Human oversight survives because accountability survives.

That may eventually change. But if it changes, it will not happen because models become more intelligent. It will happen because institutions develop governance systems capable of absorbing machine-driven accountability at production scale.

We are nowhere near that today.

Most enterprise AI deployments still optimize for speed, cost reduction, workflow compression, competitive pressure, and productivity signaling. Far fewer optimize for bounded failure, edge-condition governance, production observability, accountability routing, or institutional resilience.

The asymmetry matters.

Especially because the last 5% is rarely where organizations begin.
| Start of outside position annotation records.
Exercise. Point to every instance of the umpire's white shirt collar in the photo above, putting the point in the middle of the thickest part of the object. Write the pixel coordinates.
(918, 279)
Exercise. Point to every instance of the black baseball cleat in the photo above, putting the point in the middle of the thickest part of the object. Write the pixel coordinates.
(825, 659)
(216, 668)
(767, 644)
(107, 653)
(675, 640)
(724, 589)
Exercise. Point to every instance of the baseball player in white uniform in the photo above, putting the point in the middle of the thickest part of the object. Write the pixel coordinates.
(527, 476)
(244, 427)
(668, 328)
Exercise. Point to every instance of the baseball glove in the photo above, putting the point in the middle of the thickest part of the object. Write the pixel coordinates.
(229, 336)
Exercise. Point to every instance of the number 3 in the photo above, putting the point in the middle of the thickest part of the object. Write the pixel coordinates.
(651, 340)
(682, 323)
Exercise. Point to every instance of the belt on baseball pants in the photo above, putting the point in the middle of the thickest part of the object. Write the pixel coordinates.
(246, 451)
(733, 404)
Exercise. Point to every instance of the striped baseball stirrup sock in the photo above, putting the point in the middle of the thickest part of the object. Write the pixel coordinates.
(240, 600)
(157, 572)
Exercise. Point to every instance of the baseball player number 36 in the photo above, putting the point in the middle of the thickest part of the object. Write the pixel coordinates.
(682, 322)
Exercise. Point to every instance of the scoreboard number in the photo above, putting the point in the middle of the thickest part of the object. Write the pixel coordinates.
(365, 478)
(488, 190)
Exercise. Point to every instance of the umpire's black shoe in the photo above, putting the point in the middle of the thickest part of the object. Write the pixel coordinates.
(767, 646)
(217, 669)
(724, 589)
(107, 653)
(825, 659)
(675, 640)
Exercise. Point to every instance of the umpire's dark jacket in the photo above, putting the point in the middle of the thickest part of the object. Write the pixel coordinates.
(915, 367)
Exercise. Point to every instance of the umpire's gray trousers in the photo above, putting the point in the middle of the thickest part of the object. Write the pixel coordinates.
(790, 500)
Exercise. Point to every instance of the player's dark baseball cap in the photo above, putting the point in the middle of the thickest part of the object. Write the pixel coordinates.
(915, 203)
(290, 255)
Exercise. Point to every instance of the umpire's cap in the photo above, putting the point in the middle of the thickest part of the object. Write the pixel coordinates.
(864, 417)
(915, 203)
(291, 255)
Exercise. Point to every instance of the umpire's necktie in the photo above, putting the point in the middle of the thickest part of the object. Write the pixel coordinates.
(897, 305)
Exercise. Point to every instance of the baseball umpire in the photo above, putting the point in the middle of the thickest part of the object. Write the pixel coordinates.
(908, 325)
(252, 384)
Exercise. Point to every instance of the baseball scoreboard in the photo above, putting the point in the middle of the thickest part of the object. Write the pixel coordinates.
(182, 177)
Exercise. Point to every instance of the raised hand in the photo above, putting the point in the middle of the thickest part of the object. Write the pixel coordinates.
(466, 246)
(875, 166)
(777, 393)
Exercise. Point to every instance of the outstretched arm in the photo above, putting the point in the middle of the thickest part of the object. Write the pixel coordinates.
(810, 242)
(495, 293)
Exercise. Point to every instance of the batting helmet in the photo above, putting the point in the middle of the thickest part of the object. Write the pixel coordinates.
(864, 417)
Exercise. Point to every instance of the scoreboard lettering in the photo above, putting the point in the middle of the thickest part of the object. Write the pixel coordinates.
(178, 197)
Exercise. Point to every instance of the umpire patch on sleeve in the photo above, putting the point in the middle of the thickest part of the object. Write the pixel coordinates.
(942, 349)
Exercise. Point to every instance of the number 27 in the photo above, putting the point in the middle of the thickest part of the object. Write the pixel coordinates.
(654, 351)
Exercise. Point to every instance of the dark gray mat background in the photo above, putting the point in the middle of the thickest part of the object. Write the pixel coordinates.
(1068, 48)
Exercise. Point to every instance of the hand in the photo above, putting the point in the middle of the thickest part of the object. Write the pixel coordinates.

It is where they arrive after the easy gains are exhausted.

That is why the current AI moment feels simultaneously inevitable and unstable.

The productivity gains are real. The pressure is real. The competitive stakes are real.

So are the failure modes.

The danger is not that AI will be useless.

The danger is that it will be useful enough to deploy before it becomes governable enough to trust.

That is where institutions get hurt.

Not by fantasy. By partial success. By systems that work well enough to spread and fail unclearly enough to evade accountability.

The next phase of enterprise AI will not be defined by who produces the most impressive demo. That phase is already crowded.

It will be defined by which organizations can govern the boundary conditions. Who can identify the exception before it compounds. Who can route accountability before harm disappears into statistics. Who can distinguish automation from abdication.

The first 95% creates and, oftentimes, forces adoption with or without the enterprise culture on board.

The last 5% reveals whether the institution and its culture were ready at all.

What gets escalated, what gets absorbed, what gets routed, and what gets quietly suppressed — these are not deployment details. They are the institutional fingerprint. They are how organizations announce, without intending to, what they actually believe about the people their systems are operating on.

That is where AI systems fail.

That is where institutions reveal themselves.